CDU-Arbeitnehmerchef Radtke lehnt Gespräche mit der AfD strikt ab
Dennis Radtke, Vorsitzender der CDU-Arbeitnehmerunion CDA, hat Gespräche mit der rechtsextremen AfD kategorisch ausgeschlossen. Seine Äußerungen erfolgten als Reaktion auf einen Vorstoß von Peer Steinbrück, der einen neuen Umgang mit der Partei vorgeschlagen hatte. Radtke machte deutlich, dass ein Dialog für seine Gruppe nicht infrage komme.
Er lehnte Steinbrücks Idee ab, „rote Linien“ für mögliche Gespräche zu ziehen. Radtke argumentierte, die AfD könne sich nicht glaubwürdig von extremistischen oder prorussischen Positionen distanzieren. Ein solcher Schritt wäre seiner Meinung nach verfehlt und wirkungslos.

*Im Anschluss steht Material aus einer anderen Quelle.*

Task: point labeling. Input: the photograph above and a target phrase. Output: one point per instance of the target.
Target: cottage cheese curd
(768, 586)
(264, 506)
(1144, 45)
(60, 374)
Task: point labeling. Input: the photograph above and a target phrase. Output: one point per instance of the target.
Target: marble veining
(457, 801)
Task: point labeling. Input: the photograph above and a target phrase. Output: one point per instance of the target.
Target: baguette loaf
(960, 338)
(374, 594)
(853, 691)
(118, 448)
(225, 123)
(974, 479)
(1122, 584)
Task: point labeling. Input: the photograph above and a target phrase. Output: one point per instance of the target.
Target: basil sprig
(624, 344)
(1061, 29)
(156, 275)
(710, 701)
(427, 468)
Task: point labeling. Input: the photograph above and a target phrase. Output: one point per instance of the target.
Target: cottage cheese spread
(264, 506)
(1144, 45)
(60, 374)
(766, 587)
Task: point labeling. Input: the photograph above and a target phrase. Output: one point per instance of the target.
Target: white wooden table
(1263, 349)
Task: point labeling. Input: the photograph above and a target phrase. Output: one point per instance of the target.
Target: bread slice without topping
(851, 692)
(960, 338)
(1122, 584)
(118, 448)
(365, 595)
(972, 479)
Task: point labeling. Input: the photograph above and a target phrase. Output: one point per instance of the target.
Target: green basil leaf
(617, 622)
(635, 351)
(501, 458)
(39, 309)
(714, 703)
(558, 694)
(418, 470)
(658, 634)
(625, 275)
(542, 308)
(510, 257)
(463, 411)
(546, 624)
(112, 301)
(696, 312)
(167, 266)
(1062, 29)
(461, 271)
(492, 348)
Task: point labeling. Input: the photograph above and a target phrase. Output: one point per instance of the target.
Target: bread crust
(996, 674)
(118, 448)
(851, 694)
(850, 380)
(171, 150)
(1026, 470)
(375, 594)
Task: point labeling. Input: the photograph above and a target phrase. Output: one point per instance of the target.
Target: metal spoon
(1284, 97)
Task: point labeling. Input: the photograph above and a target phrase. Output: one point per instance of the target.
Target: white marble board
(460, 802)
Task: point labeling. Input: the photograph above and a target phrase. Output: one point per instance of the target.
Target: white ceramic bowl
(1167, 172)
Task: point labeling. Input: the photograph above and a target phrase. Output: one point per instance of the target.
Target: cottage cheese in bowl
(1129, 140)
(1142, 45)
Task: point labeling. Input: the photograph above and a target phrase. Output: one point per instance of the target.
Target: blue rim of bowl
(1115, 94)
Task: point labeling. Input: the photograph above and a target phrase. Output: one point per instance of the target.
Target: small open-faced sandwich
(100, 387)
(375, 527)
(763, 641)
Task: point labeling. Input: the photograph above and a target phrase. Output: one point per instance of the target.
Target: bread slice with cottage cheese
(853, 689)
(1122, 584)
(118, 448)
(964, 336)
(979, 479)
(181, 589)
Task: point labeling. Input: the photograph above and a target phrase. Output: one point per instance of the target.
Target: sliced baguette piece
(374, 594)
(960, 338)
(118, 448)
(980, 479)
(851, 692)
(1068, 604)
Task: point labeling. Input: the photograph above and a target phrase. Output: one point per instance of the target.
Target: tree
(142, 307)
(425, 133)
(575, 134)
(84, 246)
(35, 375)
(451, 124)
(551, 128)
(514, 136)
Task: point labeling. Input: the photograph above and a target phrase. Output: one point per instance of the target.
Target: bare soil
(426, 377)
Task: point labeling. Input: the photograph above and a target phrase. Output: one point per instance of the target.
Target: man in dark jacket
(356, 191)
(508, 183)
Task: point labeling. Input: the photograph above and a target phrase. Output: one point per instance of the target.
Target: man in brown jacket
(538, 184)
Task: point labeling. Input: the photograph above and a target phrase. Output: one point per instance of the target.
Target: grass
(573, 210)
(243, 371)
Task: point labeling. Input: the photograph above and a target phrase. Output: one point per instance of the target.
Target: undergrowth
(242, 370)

Er verglich die AfD mit den politischen Verbündeten von Marine Le Pen. Diese strebten, so Radtke, ein anderes System, ein anderes Land und ein anderes Europa an. Zudem verteidigte er die bestehende „Brandmauer“ gegen die Partei. Diese sei unverzichtbar, um die politische Mitte vor dem Einfluss der AfD zu schützen.
Um Extremismus entgegenzuwirken, betonte Radtke die Bedeutung von Glaubwürdigkeit und Bürgernähe. Diese seien die wirksamsten Mittel, um dem Aufstieg der AfD etwas entgegenzusetzen.
Die Haltung des CDA-Chefs unterstreicht die Weigerung der CDU, mit der AfD in einen Dialog zu treten. Seine Aussagen verdeutlichen das Festhalten an einer klaren politischen Abgrenzung. Die Debatte darüber, wie mit der rechtsextremen Partei umgegangen werden soll, bleibt damit weiterhin ungelöst.